Nuovo assalto alla fattoria di Borgo

TRIESTE È mattino presto quando il giovane Tiziano Milic, proprietario della fattoria di via di Peco, trova l’automobile bruciata. Non è la sua, ma di un amico che lo aiuta nei lavori con gli animali e il terreno. L’auto, una Seicento bianca, è parcheggiata davanti al cancello. Intorno sente puzza di fumo, di plastica e gomma sciolte. Le lamiere annerite dalle fiamme, i vetri scoppiati. Milic fa qualche passo in avanti, si avvicina e guarda dentro. Vede due gatti dal pelo bianco distesi sul fondo, all’altezza dei sedili. Sono poco più che cuccioli, occhietti chiusi. Li riconosce, sono suoi. Senza vita ormai. Uno dei due ha il collo spezzato. Nell’abitacolo c’è anche un maialino vietnamita morto.

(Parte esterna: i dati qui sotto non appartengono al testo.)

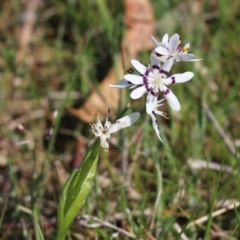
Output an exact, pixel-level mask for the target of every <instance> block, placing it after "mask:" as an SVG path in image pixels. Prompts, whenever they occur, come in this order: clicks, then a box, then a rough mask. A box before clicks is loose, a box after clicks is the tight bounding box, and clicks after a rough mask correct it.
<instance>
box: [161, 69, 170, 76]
mask: <svg viewBox="0 0 240 240" xmlns="http://www.w3.org/2000/svg"><path fill="white" fill-rule="evenodd" d="M160 73H163V74H165V75H166V76H167V75H168V72H167V71H165V70H163V69H161V70H160Z"/></svg>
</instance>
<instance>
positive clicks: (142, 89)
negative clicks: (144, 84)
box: [130, 85, 147, 99]
mask: <svg viewBox="0 0 240 240" xmlns="http://www.w3.org/2000/svg"><path fill="white" fill-rule="evenodd" d="M146 92H147V89H146V87H145V85H144V86H141V87H139V88H136V89H134V90H133V91H132V92H131V94H130V97H131V98H132V99H138V98H140V97H141V96H142V95H143V94H144V93H146Z"/></svg>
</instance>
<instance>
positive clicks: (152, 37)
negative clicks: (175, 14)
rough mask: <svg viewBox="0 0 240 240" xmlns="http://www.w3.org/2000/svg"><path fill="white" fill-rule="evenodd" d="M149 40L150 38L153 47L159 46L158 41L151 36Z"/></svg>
mask: <svg viewBox="0 0 240 240" xmlns="http://www.w3.org/2000/svg"><path fill="white" fill-rule="evenodd" d="M151 38H152V42H153V44H154V45H155V47H159V46H160V45H159V43H158V41H157V40H156V39H155V38H154V37H153V36H151Z"/></svg>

«È stato lui... Sì, è stato ancora lui», mormora tra sé e sé. Il cancello della campagna è aperto, entra e controlla intorno. Nella gabbia del cane da caccia scopre i brandelli di un altro gatto. L’hanno buttato dentro, in pasto. Borgo San Sergio, un’altra mattanza di animali. Nella stessa fattoria di tre mesi fa. Era il 20 ottobre: un folle aveva ucciso decine e decine di galline e oche a colpi di badile. Si era avventato pure su un pastore Malinois, spaccandogli una spalla e una zampa. Aveva aperto box, cucce e recinti. Maialini e cinghiali erano fuggiti. Uno di grossa taglia era stato sorpreso a gironzolare nel rione. Nelle strade, in un’edicola e anche in un’osteria, circostanza documentata da fotografie e filmati che avevano fatto il giro della città e che avevano suscitato l’ilarità generale, non fosse che dietro alla buffa immagine dell’animale che scorrazza qua e là si era appena consumata una “strage”.

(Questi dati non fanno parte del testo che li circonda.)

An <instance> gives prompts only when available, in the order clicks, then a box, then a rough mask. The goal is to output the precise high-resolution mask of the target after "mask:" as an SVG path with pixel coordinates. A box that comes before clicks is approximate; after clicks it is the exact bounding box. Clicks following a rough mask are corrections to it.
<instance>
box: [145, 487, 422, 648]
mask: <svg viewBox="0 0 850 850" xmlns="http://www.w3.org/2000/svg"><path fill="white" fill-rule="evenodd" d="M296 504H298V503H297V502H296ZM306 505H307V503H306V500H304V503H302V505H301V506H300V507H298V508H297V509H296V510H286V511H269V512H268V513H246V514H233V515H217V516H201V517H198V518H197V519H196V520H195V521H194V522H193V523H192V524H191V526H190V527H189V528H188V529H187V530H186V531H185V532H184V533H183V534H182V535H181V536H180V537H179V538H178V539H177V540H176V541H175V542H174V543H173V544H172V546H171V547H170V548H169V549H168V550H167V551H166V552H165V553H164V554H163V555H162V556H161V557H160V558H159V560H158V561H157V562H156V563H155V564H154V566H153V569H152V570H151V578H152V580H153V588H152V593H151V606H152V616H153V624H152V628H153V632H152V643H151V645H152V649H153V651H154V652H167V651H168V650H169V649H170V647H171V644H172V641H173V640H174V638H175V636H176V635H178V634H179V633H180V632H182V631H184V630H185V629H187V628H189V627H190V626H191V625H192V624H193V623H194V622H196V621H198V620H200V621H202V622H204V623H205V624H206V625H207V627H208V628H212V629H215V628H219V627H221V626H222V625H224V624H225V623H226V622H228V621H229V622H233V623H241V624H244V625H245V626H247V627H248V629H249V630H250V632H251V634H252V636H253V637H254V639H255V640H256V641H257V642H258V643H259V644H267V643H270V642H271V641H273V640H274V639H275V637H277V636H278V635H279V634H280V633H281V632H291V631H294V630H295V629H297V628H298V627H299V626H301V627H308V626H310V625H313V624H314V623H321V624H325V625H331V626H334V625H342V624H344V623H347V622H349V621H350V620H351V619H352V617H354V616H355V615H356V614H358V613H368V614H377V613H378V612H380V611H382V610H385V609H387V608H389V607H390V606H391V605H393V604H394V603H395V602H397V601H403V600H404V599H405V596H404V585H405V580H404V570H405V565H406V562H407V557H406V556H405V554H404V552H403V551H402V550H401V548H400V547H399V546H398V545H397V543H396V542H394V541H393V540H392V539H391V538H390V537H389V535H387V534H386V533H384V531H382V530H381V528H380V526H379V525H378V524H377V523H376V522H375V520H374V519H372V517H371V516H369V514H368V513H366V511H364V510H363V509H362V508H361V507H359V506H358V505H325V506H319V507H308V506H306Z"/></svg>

Che si ripete. Meno eclatante in termini numerici, ma altrettanto atroce. Stando alla ricostruzione dello stesso Milic, i due gattini bianchi sono stati ammazzati prima di appiccare l’incendio alla Seicento. Sono stati uccisi senza pietà alcuna, e poi gettati nell’auto in fiamme. Ma solo quando il fuoco si stava già spegnendo, pare, visto che le tracce di pelo bruciacchiato sono visibili solo in parte e soltanto su uno dei due mici. Tutto sarebbe avvenuto nella serata o nella notte tra venerdì e sabato, ma il ragazzo se n’è accorto appena ieri mattina.
Come ottobre, anche stavolta il giovane proprietario della fattoria accusa Edi Furlan, detto “Edi Vacca”, il cinquantacinquenne che soffre di disturbi psichici. L’uomo, che Milic aveva subito additato come l’unico possibile responsabile della strage di tre mesi fa, è seguito dal Centro di salute mentale di Domio. «È stato lui - ripete - ed è l’ennesima volta che mi combina questo. Non ne posso più», dice sollevando dal fondo dell’auto, a mani nude, uno dei due gatti morti. Lo prende su come si fa con un oggetto. Forse è un’impressione, ma la tenerezza, il dolore per le due bestioline trucidate non sembrano sfiorare troppo il ragazzo di campagna. I due, lui e Furlan, da anni sono nel pieno di una sorta di faida tra vicini. Tra vicini di terreno, visto che condividono il piccolo appezzamento di via di Peco a Borgo San Sergio. L’autore è lo stesso di ottobre? Ma era stato Furlan allora? Fatti che, se fossero provati, innescherebbero una serie di interrogativi sulla gestione della malattia psichica in chi compie atti violenti e pericolosi: il presunto colpevole è controllato dai servizi sanitari? Se sì, come è possibile che abbia reiterato il reato? Le forze dell’ordine se ne stanno occupando? Ieri la responsabile del Csm aveva il telefono irraggiungibile, ma da quanto si apprende Furlan è seguito sempre e si reca quotidianamente nella struttura di Domio. Però non dorme là e non avrebbe un accompagnatore. «Non sono a conoscenza di questo nuovo fatto, non ho avuto notizie in merito, devo verificare», risponde Roberto Mezzina, direttore del Dipartimento di salute mentale dell’Azienda sanitaria. Ieri era domenica e non ha potuto appurare ulteriori dettagli. Ma le domande su chi semina il terrore a Borgo San Sergio, tra gli animali, si fanno sempre più pressanti.